[1] Tulisan ini
disampaikan dalam Seminar Nasional dan Temu Forum Komunikasi Program Studi Pendidikan
Sosiologi-Antropologi Indonesia di Universitas Negeri Jakarta, 15 Mei 2013.
Pendidikan pada hakikatnya merupakan sesuatu yang
mendasar bagi manusia. Ia adalah proses kompleks yang tak terikat oleh ruang
dan waktu. Pendidikan dalam konteks ini tidak dimaknai dalam arti sempit
sekedar transfer of knowledge yang dibatasi oleh atap dan dinding, namun
lebih dari itu, pendidikan merupakan alat yang dapat membantu manusia menemukan
makna dalam kehidupannya (meaningfull life), tranfer nilai-nilai dan
norma sosial, spirit dan dorongan yang progresif, dan lokomotif peradaban umat
manusia. Dalam dimensi ini, tentunya, konsep kunci yang harus dijadikan pijakan
ialah bahwa pendidikan haruslah sinergis dan inheren dengan masyarakatnya,
dengan tata nilai, dan dengan fitrah jasadiyah dan ruhiyah manusia.

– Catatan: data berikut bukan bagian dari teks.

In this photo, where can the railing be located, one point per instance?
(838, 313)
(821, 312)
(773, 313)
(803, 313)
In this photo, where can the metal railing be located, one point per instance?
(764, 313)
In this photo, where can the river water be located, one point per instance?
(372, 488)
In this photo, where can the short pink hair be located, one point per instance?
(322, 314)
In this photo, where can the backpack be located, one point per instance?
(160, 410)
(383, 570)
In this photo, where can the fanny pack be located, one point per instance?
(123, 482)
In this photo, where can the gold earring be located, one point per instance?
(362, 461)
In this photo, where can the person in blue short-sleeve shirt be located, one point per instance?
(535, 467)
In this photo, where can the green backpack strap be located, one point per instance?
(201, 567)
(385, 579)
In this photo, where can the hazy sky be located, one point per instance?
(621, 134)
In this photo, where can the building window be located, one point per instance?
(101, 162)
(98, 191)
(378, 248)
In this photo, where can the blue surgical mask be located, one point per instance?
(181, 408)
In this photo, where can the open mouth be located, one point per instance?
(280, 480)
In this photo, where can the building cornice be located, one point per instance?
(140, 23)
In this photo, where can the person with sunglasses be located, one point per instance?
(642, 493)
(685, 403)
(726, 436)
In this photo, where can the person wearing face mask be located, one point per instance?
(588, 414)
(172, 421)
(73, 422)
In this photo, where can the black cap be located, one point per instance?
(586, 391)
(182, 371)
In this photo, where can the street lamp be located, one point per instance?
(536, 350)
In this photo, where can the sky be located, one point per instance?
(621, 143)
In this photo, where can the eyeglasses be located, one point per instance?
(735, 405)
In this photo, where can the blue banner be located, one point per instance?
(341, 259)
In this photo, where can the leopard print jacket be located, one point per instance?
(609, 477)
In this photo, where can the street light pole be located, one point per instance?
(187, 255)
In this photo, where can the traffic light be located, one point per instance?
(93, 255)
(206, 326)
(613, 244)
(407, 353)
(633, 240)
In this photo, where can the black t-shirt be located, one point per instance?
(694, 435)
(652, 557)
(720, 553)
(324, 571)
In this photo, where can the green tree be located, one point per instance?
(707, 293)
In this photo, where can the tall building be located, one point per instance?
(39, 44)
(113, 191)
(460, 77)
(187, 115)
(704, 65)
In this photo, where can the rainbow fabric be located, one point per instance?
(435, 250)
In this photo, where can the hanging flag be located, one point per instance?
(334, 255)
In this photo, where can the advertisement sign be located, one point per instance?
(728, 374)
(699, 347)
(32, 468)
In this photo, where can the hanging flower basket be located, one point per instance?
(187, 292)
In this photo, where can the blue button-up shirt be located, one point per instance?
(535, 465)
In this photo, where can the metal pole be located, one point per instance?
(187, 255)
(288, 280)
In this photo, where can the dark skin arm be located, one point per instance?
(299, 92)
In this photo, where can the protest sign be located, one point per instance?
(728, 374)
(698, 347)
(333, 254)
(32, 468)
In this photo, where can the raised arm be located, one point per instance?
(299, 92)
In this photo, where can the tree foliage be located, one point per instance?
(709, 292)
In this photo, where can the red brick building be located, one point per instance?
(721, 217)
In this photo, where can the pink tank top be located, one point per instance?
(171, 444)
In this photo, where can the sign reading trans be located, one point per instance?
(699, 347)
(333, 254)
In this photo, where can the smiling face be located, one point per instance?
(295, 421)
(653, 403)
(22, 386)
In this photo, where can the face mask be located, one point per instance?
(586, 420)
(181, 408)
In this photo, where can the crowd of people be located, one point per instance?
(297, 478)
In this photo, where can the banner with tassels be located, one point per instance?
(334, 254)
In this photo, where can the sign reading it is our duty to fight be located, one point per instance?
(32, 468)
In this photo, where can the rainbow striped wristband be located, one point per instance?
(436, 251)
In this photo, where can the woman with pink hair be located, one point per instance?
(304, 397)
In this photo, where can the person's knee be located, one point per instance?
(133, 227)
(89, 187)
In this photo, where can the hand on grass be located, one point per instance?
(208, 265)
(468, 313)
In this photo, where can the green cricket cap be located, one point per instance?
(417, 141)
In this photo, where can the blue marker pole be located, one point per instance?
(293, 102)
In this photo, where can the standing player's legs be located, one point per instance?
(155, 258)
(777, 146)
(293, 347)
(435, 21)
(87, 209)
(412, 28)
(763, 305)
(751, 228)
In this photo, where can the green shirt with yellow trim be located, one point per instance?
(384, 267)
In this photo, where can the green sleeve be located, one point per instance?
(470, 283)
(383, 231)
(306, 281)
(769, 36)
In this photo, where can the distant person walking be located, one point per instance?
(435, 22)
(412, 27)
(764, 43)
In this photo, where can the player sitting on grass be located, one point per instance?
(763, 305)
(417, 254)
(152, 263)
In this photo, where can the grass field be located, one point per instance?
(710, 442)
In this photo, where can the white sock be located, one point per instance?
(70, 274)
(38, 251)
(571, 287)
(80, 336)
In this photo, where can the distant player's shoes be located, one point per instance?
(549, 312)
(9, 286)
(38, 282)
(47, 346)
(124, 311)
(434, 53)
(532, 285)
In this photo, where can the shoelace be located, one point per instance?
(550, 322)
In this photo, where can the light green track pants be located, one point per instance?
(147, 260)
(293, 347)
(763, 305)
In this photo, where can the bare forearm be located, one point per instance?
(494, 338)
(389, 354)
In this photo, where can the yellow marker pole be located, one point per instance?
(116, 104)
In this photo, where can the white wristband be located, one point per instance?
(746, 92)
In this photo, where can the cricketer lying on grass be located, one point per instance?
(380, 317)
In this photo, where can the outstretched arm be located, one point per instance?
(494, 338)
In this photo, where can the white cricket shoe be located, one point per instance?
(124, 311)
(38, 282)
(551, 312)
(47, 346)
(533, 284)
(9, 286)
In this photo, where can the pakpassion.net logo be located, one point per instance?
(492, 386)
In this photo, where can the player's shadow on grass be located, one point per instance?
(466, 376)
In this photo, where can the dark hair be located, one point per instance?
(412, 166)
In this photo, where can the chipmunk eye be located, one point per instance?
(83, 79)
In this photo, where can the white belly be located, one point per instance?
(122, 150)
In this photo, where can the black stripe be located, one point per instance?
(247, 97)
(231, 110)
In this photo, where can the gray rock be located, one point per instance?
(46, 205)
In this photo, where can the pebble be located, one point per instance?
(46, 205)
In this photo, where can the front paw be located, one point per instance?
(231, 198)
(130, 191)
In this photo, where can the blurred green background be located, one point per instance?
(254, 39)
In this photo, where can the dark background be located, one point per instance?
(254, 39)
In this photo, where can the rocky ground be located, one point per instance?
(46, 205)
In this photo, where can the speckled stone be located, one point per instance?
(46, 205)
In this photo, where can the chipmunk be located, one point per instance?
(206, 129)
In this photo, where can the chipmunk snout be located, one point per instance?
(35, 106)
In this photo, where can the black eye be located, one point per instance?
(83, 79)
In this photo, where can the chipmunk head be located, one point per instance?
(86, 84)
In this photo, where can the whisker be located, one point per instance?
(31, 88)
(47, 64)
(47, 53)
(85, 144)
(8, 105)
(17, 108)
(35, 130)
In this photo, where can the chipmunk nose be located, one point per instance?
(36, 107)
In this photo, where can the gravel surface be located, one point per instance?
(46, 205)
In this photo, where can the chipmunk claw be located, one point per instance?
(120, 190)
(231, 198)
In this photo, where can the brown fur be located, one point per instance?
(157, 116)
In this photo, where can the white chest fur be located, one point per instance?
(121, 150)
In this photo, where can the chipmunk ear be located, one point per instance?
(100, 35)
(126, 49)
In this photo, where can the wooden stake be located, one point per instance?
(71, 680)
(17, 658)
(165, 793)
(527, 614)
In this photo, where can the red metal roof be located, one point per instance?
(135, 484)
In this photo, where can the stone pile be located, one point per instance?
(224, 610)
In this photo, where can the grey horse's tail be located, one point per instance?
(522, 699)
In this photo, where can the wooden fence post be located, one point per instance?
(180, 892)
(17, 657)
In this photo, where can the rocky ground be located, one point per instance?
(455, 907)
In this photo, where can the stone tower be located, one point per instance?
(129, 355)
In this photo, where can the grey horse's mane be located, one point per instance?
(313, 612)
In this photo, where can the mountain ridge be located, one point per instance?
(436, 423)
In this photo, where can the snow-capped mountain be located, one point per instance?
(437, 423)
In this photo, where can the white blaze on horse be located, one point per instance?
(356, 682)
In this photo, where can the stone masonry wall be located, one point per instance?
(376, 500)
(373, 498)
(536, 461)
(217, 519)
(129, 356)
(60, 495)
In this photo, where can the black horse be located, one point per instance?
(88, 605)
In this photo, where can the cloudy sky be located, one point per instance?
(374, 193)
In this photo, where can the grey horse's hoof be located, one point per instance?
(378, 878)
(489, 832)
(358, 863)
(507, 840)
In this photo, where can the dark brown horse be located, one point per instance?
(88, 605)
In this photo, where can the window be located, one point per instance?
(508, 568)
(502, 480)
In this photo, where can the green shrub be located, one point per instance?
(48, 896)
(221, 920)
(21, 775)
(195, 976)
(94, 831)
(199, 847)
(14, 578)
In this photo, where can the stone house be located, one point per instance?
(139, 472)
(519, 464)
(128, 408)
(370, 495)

Pendidikan yang dimaksud harus dapat mengakomodasikan
kepentingan seluruh aspek di dalam komponen-komponen tersebut, terlebih
masyarakat, sebagai sebuah entitas kehidupan. Jika saat ini terlihat pendidikan seakan jauh dari nilai-nilai masyarakat,
kehilangan elemen aksiologisnya sebagai transformasi sosial, cenderung
menekankan aspek kognitif an sich
dalam sistem pembelajarannya, sejatinya di dalam keadaan yang demikian maka
pendidikan sebenarnya telah tercerabut dari masyarakat sebagai pemiliknya. Inilah tantangan terbesar kita sebagai ilmuan dan pendidik sosial,
terlebih dalam merespon kurikulum 2013. Dalam konteks ini kita perlu mencermati tantangan
pembelajaran Sosiologi-Antropologi dan menemukan solusinya.
Tantangan
Pembelajaran Sosiologi dan Antropologi
Ada beberapa tantangan yang
terkait dengan kurikulum 2013, yaitu:
Bangunan
ontologis.
Pertanyaannya adalah apakah struktur dan konten materi kurikulum 2013 yang
tertuang dalam standar isi Sosiologi dan Antropologi sudah mencerminkan
bangunan ontologis mata pelajaran yang diharapkan. Dalam hal ini apakah SK dan
KD telah dikonstruksi berdasarkan hasil kajian yang matang untuk mencapai tujuan
pembelajaran. Inilah tantangan yang pertama.
Tujuan
mata pelajaran. Tantangan kedua adalah apakah tujuan mata pelajaran sudah
selaras dengan filosofi pendidikan nasional dalam rangka mencapai tujuan
nasional dan tujuan pendidikan nasional.
Metodologi
pembelajaran.
Tantangan ketiga terkait dengan persoalan pedagogis atau didaktik metodik,
yaitu bagaimana agar pembelajaran sosiologi dan antropologi berlangsung
efektif.
Berdasarkan tantangan
tersebut, maka kita perlu memahami peta bangunan sosiologi-antropologi Indonesia, tujuan mata pelajaran sosiologi-antropologi, dan model pembelajaran sosiologi-antropologi
ke depan yang
merupakan pemikiran awal penulis.
Bangunan
Sosiologi-Antropologi Indonesia
Bangunan
sosiologi-antropologi Indonesia pada dasarnya tidak dapat dilepaskan dari
formasi sosial masyarakat Indonesia. Formasi sosial masyarakat Indonesia yang
plural ini diikat oleh “Empat Pilar’ kehidupan berbangsa dan bernegara, yaitu
Pancasila, Konstitusi, NKRI, dan Bhinneka Tunggal Ika. Empat pilar ini, merupakan manifestasi dan konsekuensi logis dari filsafat,
sejarah, dan, sosialita masyarakat, dan politik kebangsaan Indonesia. Logika
ini merepresentasikan bahwa wawasan filsafat esensialisme
mewarnai bangunan sosiologi-antropologi Indonesia.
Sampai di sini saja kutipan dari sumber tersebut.